Na Vidigueira o vinho não se bebe apenas, vive-se e faz parte das conversas à mesa, das memórias de família, do ritmo das vindimas e da própria paisagem. Esta ligação à vinha atravessa gerações e, entre 11 e 13 de setembro, ganha uma nova forma de ser celebrada com a primeira edição do Vidigueira Wine Festival.
Com curadoria da Casa Pereirinha e o apoio da Entidade Regional de Turismo do Alentejo e Ribatejo, o festival nasce com uma ideia simples, levar quem chega à Vidigueira a conhecer o vinho para lá do copo.
Muito mais do que juntar produtores e promover provas, o objetivo passa por abrir as portas das adegas, entrar nas vinhas, conhecer quem trabalha a terra e perceber tudo aquilo que existe antes de uma garrafa chegar à mesa.
“Queremos que as pessoas sintam emoções, que sintam a terra”, explicou Diogo Freire de Andrade, promotor da iniciativa, durante a apresentação do evento.
E é precisamente esse mesmo lado mais próximo e sensorial que atravessa o programa. Durante três dias, vai ser possível visitar adegas, participar em provas comentadas, pisar uvas à moda antiga ao som do Cante Alentejano, fazer piqueniques entre vinhas, descobrir a gastronomia da região, assistir a sunsets vínicos e ouvir música ao vivo.

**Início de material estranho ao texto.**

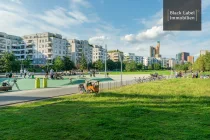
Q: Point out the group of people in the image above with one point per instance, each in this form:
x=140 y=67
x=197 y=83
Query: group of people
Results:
x=24 y=73
x=53 y=75
x=195 y=75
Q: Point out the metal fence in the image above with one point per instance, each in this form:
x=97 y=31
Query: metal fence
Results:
x=117 y=84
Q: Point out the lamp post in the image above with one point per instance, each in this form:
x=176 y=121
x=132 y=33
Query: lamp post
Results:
x=120 y=66
x=105 y=60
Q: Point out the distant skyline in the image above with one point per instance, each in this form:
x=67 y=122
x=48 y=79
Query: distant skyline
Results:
x=128 y=25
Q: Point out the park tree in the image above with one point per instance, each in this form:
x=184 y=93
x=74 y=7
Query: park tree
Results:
x=131 y=66
x=110 y=64
x=99 y=65
x=150 y=67
x=207 y=61
x=58 y=63
x=139 y=66
x=199 y=63
x=9 y=62
x=26 y=62
x=83 y=62
x=157 y=66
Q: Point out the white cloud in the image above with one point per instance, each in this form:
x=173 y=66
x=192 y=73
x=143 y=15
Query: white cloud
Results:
x=17 y=1
x=76 y=4
x=154 y=33
x=98 y=39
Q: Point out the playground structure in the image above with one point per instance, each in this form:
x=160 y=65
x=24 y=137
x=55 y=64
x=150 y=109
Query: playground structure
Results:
x=6 y=85
x=91 y=86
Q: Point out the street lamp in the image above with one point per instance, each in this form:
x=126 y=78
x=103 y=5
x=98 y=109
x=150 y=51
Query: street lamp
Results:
x=105 y=60
x=121 y=66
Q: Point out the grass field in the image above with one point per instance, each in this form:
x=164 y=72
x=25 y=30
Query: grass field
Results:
x=166 y=72
x=174 y=109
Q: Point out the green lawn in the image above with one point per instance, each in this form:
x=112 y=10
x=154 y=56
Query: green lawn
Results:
x=174 y=109
x=166 y=72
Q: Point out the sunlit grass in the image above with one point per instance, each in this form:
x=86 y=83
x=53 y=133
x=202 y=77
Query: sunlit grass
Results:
x=174 y=109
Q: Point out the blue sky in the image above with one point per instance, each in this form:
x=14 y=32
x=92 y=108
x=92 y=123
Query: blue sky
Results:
x=129 y=25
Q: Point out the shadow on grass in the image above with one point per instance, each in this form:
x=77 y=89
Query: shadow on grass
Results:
x=92 y=117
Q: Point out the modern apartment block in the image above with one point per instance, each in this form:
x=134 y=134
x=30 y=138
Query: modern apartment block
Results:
x=99 y=53
x=79 y=47
x=203 y=52
x=46 y=46
x=114 y=55
x=128 y=57
x=139 y=59
x=152 y=51
x=182 y=57
x=190 y=59
x=14 y=44
x=164 y=62
x=172 y=62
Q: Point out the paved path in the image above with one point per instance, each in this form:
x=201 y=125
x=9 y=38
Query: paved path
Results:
x=8 y=98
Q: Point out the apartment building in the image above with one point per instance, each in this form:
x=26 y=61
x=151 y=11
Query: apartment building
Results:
x=79 y=47
x=172 y=62
x=43 y=47
x=114 y=55
x=13 y=44
x=203 y=52
x=147 y=61
x=164 y=62
x=139 y=59
x=128 y=57
x=190 y=59
x=99 y=53
x=182 y=57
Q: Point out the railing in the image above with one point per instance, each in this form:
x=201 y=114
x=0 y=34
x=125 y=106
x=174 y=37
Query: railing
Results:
x=117 y=84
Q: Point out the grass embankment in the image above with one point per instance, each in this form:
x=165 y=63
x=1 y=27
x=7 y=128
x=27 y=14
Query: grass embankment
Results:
x=166 y=72
x=174 y=109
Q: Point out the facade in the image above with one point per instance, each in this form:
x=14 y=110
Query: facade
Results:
x=128 y=57
x=157 y=50
x=139 y=59
x=114 y=55
x=164 y=62
x=79 y=47
x=44 y=47
x=99 y=53
x=152 y=51
x=13 y=44
x=182 y=57
x=190 y=59
x=172 y=62
x=203 y=52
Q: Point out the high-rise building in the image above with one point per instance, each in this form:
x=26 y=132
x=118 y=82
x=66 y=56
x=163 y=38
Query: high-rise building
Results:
x=128 y=57
x=13 y=44
x=152 y=51
x=157 y=50
x=139 y=59
x=114 y=55
x=203 y=52
x=79 y=47
x=99 y=53
x=172 y=62
x=190 y=59
x=182 y=57
x=46 y=46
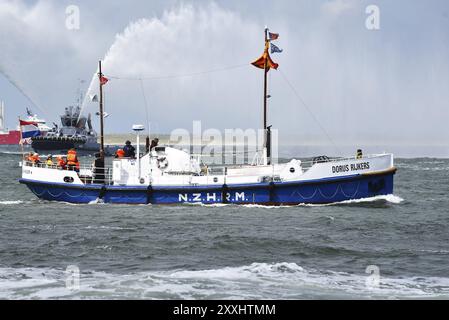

Haverá ainda espaço para experimentar o outro lado do vinho, através de atividades os participantes poderão assumir, ainda que por algumas horas, o papel de enólogo, provar diferentes lotes, fazer escolhas e criar o seu próprio vinho.
Ao Vidigueira Wine Festival juntam-se 14 produtores e projetos vínicos, entre os quais Quinta do Quetzal, Herdade do Rocim, Ribafreixo Wines, Casa Relvas, Herdade Grande, Quinta do Paral, Zé Galante, Mafia Wine, Gerações da Talha e Adega Cooperativa da Vidigueira.
E talvez seja precisamente essa mistura de histórias e gerações que melhor explica o vinho da região. Existem casas com décadas de história, projetos recentes, produtores que mantêm viva a tradição do vinho de talha e outros que procuram novas formas de trabalhar e apresentar o vinho. Diferentes caminhos, mas uma ligação comum à terra onde tudo começa.Durante a apresentação do festival, o presidente da Entidade Regional de Turismo do Alentejo e Ribatejo, José Santos, destacou também a importância crescente das iniciativas empresariais na criação de novos motivos para visitar a região, lembrando o papel determinante que o vinho tem vindo a assumir na promoção turística do Alentejo.
“É cada vez mais preciso adicionar à excelência do património e à beleza da paisagem aquilo que são conteúdos, aquilo que são eventos”, afirmou José Santos, salientando que a região tem sido particularmente dinâmica nesta área, tanto por iniciativa dos municípios como do setor privado.
E, neste contexto, o vinho assume um lugar especial. “O mundo do vinho tem tido um papel muito relevante”, sublinhou o responsável, destacando a capacidade do setor para criar experiências e acrescentar novos motivos para conhecer o território.
José Santos fez ainda questão de valorizar o facto de o Vidigueira Wine Festival nascer da iniciativa privada. “Com muita satisfação vejo um projeto de natureza empresarial, obviamente com o apoio do município, do Turismo do Alentejo. Nós gostamos de apoiar, de dar valor e de alavancar todas as iniciativas”, referiu.
No fundo, o Vidigueira Wine Festival propõe três dias para caminhar por entre vinhas, entrar numa adega sem pressa, conversar com quem produz, ouvir histórias, sentar-se à mesa e provar o território.
Porque, na Vidigueira, cada vinho começa muito antes de chegar ao copo. Começa na paisagem, nas mãos de quem trabalha a vinha, nas famílias e nas histórias que passam de geração em geração.
E é esse Alentejo que o festival convida a descobrir.